UNICEF Australia proud to support Thrive by Five
The Sector > Workforce > Advocacy > UNICEF Australia proud to support Thrive by Five

UNICEF Australia proud to support Thrive by Five

by Freya Lucas

September 09, 2020

Australian children’s charity UNICEF Australia has expressing pride at being asked to join educators, researchers, business leaders, unions, health professionals, parents, community organisations, and economists from across Australia who are calling for a universally accessible early education system as part of the Thrive By Five campaign, an initiative of the Minderoo Foundation.


Thrive by Five is being driven by Dr Nicola Forrest, Director of the Minderoo Foundation, and Professor Fiona Stanley, UNICEF Australia ambassador for Early Childhood, and was described by UNICEF Australia Director of Australian Programs, Nicole Breeze, as one which is “good for children and families and will help boost workforce participation and drive Australia’s economic recovery”.


Built on a research premise showing that education in the early years can enhance brain development, help parents work and engage in society and help reduce the costs of mediating future problems in health, education, mental health, justice and employment, Thrive by Five champions a universally accessible, high-quality early learning system which not only benefits children, but also boosts workforce participation.

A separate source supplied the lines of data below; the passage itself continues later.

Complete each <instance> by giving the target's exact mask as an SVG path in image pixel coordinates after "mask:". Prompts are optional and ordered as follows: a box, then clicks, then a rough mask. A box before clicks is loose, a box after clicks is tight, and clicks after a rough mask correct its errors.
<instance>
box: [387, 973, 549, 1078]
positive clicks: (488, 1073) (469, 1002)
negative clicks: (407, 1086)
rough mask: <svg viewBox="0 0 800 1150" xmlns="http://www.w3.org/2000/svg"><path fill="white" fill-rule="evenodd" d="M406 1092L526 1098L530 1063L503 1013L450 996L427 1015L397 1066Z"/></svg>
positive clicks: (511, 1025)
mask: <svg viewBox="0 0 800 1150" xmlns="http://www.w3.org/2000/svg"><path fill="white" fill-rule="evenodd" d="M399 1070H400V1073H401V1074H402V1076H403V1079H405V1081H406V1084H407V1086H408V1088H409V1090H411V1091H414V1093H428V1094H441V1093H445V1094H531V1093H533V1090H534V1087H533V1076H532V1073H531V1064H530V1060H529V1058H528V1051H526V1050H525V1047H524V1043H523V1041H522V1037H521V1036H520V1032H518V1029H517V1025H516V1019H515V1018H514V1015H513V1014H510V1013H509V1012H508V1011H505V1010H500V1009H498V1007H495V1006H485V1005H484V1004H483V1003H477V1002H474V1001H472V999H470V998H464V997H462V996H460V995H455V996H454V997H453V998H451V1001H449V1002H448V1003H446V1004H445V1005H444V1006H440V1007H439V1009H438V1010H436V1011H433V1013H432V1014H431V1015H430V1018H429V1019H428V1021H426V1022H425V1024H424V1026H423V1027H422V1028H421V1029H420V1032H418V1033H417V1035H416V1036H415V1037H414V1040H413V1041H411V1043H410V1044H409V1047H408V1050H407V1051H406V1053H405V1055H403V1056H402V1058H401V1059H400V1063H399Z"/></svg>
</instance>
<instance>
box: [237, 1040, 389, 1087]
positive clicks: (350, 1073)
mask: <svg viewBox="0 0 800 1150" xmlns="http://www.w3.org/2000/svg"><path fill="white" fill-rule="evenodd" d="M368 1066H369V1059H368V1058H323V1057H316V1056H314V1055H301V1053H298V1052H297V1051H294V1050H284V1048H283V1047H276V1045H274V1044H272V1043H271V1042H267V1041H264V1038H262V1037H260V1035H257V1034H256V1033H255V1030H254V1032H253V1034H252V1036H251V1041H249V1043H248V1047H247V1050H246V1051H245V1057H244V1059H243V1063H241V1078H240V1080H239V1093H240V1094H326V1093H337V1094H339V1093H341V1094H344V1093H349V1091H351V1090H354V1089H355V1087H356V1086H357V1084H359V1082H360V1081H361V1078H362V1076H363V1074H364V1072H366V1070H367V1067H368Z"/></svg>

Investments made in brain development, supported through play-based learning for children aged zero to five years “are vital to lifelong intellectual and social development” campaign materials note, adding the powerful statistic showing that ninety per cent of a child’s brain is fully developed by the age of five.


As well as addressing the number of children who begin school developmentally vulnerable, the campaign supports an investment in early learning which will ultimately drive economic growth through participation, productivity, and population (removing economic disincentives to grow families) using economic modelling showing that a universally accessible, high-quality early learning system will allow an extra 380,000 parents to get back into the workforce and remove the financial barriers to women taking on full-time work.


Australia’s investment in early learning is below the Organisation for Economic Co-operation and Development (OECD) average, and families “are paying too much of the cost,” UNICEF said, calling for public investment to make early education more affordable for all children.


Earlier this year UNICEF Australia commended the Federal Government’s creation of temporary free universal childcare in an effort to directly support families through the COVID-19 pandemic. 


“This was a highly effective emergency response measure and, it’s now time to further recognise the untapped opportunities that increasing access to affordable, accessible early learning provides to children and families and expanding their working capacity while also stimulating the economy,” a spokesperson said.